On July 19, 2024, what should have been a routine update meant to improve CrowdStrike’s Falcon Sensor software ended up causing chaos. Instead of enhancing the endpoint detection and response system, the update resulted in Windows computers crashing spectacularly, displaying the dreaded “Blue Screen of Death.” This caused disruptions across the globe and across industries such as healthcare, aviation, banking and media.
CrowdStrike quickly stopped the faulty update distribution and provided a workaround that involved manually rebooting machines in safe mode and deleting a specific file. While this approach worked for some, it was less effective for large organizations with hundreds or thousands of affected computers. Eventually, CrowdStrike released a software patch to remove the faulty code, but it only worked for machines that could connect to the internet.
Impact Across Sectors
Interruption of some services has not been resolved 24 hours later. My brother in law’s flights were cancelled today. It’s still a mess. The global outage had far-reaching consequences in several sectors:
Healthcare: Imagine being in the middle of a critical surgery and the operating room computer system crashes. Hospitals in Austria, Germany, and Israel canceled surgeries, postponed appointments, and had significant difficulties accessing patient records.
Transportation: Airlines in Japan, Germany, and the United States cancelled flights and experienced long delays, with airports in some countries resorting to manual check-in processes and issuing handwritten boarding passes. Yes, you read that right – handwritten boarding passes. There were/are some extremely frustrated travelers.

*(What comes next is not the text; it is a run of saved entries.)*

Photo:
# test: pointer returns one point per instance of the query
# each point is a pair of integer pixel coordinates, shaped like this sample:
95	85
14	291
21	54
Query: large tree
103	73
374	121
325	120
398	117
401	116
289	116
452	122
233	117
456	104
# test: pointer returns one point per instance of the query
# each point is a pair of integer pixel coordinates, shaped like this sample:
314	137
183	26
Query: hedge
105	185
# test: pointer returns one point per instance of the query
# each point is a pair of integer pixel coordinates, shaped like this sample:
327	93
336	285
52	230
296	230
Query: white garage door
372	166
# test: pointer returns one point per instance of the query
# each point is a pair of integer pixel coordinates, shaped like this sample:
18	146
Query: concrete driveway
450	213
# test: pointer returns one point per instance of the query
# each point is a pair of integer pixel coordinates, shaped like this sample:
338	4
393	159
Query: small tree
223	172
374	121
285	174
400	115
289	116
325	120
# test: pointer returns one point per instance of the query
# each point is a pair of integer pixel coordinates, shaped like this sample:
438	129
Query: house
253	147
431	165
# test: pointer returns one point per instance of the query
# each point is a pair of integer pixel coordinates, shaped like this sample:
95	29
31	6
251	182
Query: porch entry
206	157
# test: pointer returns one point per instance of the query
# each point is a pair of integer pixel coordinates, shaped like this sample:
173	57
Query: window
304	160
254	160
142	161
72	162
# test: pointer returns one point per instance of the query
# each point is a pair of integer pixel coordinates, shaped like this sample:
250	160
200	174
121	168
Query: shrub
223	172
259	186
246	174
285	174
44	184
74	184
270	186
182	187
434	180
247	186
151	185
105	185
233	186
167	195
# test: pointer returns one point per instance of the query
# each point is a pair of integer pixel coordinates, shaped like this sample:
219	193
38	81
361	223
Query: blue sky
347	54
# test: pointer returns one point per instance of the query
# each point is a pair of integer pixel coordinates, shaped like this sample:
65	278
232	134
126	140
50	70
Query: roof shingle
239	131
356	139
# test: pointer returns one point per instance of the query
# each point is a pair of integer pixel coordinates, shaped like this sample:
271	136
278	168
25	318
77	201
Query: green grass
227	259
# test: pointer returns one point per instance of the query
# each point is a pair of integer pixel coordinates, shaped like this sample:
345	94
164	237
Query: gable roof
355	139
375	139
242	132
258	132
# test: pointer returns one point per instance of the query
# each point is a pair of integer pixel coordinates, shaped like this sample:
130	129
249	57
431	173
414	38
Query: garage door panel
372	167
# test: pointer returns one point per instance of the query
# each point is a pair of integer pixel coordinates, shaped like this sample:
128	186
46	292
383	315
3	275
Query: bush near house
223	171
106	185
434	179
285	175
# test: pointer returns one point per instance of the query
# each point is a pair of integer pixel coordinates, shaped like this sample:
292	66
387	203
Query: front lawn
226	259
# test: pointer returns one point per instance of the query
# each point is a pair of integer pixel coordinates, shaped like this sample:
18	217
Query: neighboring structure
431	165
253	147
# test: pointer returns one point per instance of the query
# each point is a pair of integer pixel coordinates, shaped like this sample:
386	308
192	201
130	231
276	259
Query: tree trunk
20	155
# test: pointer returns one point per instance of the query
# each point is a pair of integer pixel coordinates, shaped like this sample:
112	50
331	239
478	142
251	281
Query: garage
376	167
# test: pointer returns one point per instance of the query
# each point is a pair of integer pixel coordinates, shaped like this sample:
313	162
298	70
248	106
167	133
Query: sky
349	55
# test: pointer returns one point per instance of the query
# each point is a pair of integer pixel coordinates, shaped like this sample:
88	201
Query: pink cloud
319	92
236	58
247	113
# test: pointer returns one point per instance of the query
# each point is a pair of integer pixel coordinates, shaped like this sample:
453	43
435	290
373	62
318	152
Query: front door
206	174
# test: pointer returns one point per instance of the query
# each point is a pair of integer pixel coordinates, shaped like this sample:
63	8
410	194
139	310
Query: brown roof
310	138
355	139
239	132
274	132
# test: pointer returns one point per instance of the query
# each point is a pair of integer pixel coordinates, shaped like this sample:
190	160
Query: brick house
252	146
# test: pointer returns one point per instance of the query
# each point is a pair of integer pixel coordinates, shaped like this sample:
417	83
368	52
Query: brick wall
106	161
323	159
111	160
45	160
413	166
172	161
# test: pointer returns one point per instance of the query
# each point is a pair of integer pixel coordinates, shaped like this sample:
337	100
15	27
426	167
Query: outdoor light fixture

Finance: Banks in India and Australia experienced disruption in services, making it impossible for customers to access banking applications and conduct credit card transactions. The UK stock exchange also faced issues, causing financial markets to struggle.
Retail: Stores in multiple countries had issues with payment processing, resulting in lengthy lines at checkout counters and unhappy customers – a retailer’s worst nightmare.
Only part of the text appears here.